Sunday, March 12, 2006

All great achievements require time...

(Maya Angelou)

Okay, so Joke wanted us to post our required reading. Yeah, my list is long (what? I’m a librarian!). So I’ll post for consecutive Mondays until I get through the lot. I’m finding that my descriptions of the books aren’t necessarily helpful as to why one might read the book, so I’m taking a page from Cricket magazine and posting the first lines of the books, and maybe a personal tidbit if I feel inspired.

(and bear in mind, a lot of these are out of print)

Young Readers (Ages 10 or so)
The high house by Honor Arundel.
Aunt Patsy arrived the morning after the funeral and, as she had always lived in Edinburgh, Scotland, and we had always lived in London, England, and neither of us had had enough money for the fares, we had never met her before.

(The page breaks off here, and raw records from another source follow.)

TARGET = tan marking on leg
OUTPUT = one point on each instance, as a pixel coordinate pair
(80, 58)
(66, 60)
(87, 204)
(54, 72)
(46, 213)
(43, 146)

This book features an aunt that is a commercial artist who doesn’t always wash her dishes right away.

The Crack-a-joke book chosen by children in aid of Oxfam.
What is big grey and mutters?
A mumbo jumbo.

  • This book is falling apart and has been with me since I bought it in Denmark at the ripe age of eight. It has the best jokes. My favorite part is the knock knocks.


Taking care of Terrific by Lois Lowry.
I threw down the book I’d been trying to read, stared out of my bedroom window for a while at the tops of the trees, sighed, and picked up my sketch pad.

  • This book has an amazing proverb at the front: “If you keep a green tree in your heart, perhaps the singing bird will come.” I once made a collage of that proverb. The book is about a girl who watches a kid for the summer. It’s like The Nanny Diaries except not really…
Searching for Shona by Margaret J. Anderson.
Marjorie Malcolm-Scott walked slowly up Willowbrae Road toward the narrow iron gate that opened into Holyrood Park in Edinburgh.

  • This is a haunting book about two girls who switch places during WWII.
The treasure is the rose by Julia Cunningham.
To tell about Ariane is to try to grow a rose on paper without the touch of sun and moon, rain and snow that make it real and growing. It is nearer the truth of her to go into her garden and, remain invisible, to look and listen for the little while before darkness comes down upon her and her roses.

  • This is one of those books I took out of the library ever and ever and ever and it has the best pictures and then one day I found it at a used bookstore or Goodwill. It’s medieval and stuff.
It’s like this cat by Emily Neville.
My father is always talking about how a dog can be very educational for a boy. This is one reason I got a cat.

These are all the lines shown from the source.